- Born: May 30, 1913 Harlem, New York City, New York, United States
- Died: March 12, 2009 (aged 95) Los Angeles, California, United States
- Genres: Classical
- Occupations: Clarinetist, musician
- Instrument: Clarinet

= Kalman Bloch =

Kalman Bloch (May 30, 1913 in Harlem – March 12, 2009 in Los Angeles) was principal clarinetist of the Los Angeles Philharmonic for more than 40 years.

Bloch studied with Simeon Bellison, a notable clarinetist for the New York Philharmonic. As recounted by Dorothy Lamb Crawford in her 2009 book "A Windfall of Musicians:
Hitler's Émigrés and Exiles in Southern California," Bloch was hired at the age of 21 by then music director and recent Jewish emigre Otto Klemperer just before the onset of World War II.

Bloch also performed on several film soundtracks, including those of John Williams, Walt Disney's Fantasia, Sunset Boulevard, For Whom the Bell Tolls, North by Northwest, The Wizard of Oz, and Chinatown. He was also a prolific collaborator in Southern California, playing for and recording with conductors such as Arnold Schoenberg and Igor Stravinsky upon their move to Los Angeles along with many other Jewish artists and intellectuals during and after World War II. Bloch also appears on multiple classical recordings with composers and conductors Zubin Mehta, Carlo Maria Giulini, Esa-Pekka Salonen, Otto Klemperer, and Alfred Wallenstein.

As recounted in the April 21, 1956 Los Angeles Times article "Spectators Stir Uproar at Red Probe," Bloch was forced to testify before the House Un-American Activities Committee (HUAC) for his and his wife's (artist Frances Bloch-Heifetz) progressive activities in Southern California after World War II. Evoking the 1st and 5th Amendments, he refused to answer any questions regarding his membership in the Communist Party, instead telling the committee that he "abhorred violence." His passport was taken and he was refused travel for the Philharmonic's Asian tour that same year.

Bloch lived and taught in his home and studio in the Franklin Hills neighborhood of Los Feliz for over 50 years.
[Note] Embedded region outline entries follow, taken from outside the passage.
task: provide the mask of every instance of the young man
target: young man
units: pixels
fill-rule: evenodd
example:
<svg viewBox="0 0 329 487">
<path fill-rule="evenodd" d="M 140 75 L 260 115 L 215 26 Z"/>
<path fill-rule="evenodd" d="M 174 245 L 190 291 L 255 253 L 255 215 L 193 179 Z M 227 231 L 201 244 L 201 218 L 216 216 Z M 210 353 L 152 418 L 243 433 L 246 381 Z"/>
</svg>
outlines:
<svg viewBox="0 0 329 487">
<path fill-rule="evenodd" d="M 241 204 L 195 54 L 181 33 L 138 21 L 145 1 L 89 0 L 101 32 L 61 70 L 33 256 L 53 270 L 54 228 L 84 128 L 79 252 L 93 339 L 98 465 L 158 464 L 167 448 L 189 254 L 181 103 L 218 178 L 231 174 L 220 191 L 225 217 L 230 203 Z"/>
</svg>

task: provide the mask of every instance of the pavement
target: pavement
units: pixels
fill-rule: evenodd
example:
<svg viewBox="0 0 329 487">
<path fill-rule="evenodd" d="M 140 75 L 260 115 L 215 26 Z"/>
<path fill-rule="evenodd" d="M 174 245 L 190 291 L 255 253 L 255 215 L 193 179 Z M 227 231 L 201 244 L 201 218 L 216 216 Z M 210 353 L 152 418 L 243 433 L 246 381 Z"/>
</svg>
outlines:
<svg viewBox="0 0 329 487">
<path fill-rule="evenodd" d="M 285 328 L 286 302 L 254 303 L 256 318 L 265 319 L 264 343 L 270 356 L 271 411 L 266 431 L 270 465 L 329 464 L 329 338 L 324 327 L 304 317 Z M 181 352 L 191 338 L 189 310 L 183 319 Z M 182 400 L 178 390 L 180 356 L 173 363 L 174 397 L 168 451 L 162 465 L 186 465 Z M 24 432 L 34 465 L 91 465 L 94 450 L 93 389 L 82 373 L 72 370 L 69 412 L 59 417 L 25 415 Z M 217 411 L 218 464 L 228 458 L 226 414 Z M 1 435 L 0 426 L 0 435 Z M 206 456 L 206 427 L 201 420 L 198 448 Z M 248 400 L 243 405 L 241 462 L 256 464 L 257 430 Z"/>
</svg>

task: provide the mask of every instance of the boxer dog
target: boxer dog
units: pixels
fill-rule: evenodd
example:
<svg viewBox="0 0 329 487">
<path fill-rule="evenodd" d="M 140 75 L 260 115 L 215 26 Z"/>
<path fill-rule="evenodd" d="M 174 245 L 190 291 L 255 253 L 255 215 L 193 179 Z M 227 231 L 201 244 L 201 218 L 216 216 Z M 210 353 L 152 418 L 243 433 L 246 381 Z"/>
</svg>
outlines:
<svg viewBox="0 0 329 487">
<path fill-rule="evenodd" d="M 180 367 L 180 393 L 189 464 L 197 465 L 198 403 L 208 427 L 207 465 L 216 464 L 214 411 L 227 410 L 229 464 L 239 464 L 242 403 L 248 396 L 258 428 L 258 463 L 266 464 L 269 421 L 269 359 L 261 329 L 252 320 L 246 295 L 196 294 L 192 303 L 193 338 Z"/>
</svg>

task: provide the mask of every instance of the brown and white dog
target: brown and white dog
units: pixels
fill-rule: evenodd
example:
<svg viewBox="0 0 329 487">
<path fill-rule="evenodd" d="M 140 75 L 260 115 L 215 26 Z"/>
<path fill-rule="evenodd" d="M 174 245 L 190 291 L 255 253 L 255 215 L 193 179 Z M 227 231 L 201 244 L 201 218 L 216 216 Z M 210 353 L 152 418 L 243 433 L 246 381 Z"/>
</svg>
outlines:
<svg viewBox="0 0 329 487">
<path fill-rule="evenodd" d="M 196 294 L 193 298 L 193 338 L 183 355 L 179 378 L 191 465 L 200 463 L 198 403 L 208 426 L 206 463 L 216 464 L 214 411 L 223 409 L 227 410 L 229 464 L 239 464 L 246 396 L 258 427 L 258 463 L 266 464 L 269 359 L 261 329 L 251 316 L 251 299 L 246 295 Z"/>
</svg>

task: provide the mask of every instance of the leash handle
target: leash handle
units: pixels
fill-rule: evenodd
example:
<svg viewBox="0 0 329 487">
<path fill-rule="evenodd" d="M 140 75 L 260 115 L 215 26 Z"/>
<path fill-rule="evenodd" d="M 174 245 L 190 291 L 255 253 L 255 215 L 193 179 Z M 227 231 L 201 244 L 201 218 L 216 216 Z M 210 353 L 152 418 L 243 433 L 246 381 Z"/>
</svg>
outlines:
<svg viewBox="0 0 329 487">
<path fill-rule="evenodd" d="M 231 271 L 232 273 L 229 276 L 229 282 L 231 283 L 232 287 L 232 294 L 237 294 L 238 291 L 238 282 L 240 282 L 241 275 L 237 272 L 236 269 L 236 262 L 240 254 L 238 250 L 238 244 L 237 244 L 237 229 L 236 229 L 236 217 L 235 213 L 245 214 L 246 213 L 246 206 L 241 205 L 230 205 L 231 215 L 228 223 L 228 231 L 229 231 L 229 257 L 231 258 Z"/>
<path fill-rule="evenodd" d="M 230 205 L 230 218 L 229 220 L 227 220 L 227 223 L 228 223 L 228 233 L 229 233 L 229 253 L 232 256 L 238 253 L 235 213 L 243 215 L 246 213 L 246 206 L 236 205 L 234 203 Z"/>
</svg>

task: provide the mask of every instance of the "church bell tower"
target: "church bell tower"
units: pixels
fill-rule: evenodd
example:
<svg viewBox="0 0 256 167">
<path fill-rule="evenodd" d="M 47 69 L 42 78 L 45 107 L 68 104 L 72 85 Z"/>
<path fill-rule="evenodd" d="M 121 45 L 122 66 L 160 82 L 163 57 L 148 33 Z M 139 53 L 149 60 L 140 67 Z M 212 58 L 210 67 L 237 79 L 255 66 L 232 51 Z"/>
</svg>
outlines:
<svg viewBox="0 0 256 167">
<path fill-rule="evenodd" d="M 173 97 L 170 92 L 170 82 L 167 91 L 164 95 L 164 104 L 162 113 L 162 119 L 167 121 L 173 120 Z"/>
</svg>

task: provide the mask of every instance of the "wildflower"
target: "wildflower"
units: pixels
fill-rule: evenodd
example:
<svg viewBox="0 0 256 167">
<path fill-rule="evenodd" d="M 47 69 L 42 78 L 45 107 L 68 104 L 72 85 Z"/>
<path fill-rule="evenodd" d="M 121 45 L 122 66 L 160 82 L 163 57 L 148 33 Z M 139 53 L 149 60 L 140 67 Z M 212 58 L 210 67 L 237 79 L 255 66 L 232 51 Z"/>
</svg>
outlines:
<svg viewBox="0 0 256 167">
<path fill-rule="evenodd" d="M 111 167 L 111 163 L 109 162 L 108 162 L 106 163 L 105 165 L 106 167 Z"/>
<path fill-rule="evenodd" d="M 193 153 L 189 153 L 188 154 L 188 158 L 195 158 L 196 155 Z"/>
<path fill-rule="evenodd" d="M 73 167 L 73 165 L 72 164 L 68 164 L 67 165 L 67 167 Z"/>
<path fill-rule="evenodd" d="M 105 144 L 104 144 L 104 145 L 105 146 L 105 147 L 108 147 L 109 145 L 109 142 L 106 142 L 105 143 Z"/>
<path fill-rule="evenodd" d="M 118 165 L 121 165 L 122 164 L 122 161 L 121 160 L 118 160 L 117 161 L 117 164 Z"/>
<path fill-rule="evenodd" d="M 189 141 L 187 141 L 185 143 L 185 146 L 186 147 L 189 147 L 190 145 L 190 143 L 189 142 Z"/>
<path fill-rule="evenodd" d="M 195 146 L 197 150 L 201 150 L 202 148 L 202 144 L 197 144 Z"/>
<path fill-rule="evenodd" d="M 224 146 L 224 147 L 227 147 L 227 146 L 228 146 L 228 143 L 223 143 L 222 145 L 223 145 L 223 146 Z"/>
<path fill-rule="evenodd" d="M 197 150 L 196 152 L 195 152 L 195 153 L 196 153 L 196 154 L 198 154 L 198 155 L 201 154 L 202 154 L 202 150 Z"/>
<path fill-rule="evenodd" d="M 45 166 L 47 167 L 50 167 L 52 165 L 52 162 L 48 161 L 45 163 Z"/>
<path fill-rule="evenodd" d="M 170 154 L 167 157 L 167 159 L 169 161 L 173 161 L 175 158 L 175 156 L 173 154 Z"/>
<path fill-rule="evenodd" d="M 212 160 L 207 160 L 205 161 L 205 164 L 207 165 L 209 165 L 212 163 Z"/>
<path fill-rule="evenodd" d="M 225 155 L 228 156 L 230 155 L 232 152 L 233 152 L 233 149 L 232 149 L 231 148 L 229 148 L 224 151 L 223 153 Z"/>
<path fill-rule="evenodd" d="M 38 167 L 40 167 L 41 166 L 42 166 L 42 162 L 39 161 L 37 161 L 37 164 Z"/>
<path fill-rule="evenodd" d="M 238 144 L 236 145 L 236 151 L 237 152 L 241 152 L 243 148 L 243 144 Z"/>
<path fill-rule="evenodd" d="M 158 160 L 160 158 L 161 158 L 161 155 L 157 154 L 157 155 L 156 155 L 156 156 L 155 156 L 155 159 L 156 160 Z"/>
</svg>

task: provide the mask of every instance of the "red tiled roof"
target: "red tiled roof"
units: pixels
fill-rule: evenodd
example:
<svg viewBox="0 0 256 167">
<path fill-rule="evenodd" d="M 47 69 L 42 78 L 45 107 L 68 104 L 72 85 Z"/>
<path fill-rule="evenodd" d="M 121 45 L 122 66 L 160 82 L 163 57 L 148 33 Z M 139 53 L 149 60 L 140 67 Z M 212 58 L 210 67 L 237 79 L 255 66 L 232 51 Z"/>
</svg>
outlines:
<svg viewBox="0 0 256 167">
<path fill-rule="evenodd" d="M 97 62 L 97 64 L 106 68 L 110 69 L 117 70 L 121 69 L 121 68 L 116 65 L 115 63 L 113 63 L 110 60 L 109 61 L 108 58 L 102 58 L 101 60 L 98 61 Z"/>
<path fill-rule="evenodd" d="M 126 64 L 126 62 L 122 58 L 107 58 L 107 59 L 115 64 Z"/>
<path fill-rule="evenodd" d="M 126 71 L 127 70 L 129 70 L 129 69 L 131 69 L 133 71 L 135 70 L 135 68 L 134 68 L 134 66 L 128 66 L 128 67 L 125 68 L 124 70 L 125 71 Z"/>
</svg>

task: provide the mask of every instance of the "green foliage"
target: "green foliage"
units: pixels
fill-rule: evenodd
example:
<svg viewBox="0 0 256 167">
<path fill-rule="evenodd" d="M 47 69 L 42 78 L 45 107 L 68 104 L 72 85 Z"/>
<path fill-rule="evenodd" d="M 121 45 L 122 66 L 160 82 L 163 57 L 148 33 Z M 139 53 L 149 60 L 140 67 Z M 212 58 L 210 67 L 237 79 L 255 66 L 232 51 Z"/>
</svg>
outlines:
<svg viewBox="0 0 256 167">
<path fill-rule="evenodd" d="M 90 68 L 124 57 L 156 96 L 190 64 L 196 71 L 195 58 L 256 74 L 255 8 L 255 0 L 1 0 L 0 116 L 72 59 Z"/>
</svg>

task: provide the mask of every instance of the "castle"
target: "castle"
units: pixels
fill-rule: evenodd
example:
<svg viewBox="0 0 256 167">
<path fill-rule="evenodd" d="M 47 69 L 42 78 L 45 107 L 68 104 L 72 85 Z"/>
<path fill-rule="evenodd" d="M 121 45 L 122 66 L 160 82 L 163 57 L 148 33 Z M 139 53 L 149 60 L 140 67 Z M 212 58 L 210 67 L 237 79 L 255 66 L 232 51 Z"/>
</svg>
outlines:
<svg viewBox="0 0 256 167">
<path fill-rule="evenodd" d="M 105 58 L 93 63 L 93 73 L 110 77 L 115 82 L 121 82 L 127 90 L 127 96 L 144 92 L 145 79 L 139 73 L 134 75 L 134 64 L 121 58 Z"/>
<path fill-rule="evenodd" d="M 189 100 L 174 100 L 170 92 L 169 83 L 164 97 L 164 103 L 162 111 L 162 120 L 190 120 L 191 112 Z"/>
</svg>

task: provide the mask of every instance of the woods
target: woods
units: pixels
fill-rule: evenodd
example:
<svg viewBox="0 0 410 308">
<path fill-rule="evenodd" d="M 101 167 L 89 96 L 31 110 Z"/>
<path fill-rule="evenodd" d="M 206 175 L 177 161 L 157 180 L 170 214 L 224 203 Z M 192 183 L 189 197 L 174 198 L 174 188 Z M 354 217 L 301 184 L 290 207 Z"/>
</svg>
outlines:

He also taught clarinet at Pomona College and Cal State Fullerton and wrote several books on symphonic repertoire for clarinet. Until his death at the age of 95 in 2009 he was active in progressive and leftist political causes, an active clarinet teacher, and member of the Los Feliz Woodwind Ensemble along with former Frank Zappa and the Mothers of Invention member Bunk Gardner.

==Family==
Kalman Bloch is related through his wife Frances (died 2000) to violinist Jascha Heifetz.

His daughter, Michele Zukovsky, is an acclaimed clarinetist and served as principal clarinetist with the Los Angeles Philharmonic from 1961 to 2015.

His grandson, Stefano Bloch is an author and professor in the University of Arizona School of Geography, Development and Environment.

Kalman's nephew, Lenny Heifetz, is a solo pianist in Central California. As of early 2024, Lenny has performed for nearly 6,000 concerts and events, including 600 weddings. Lenny's father, Emanuel Heifetz, noted violinist and educator at Cal Poly San Luis Obispo, was Frances Bloch's brother.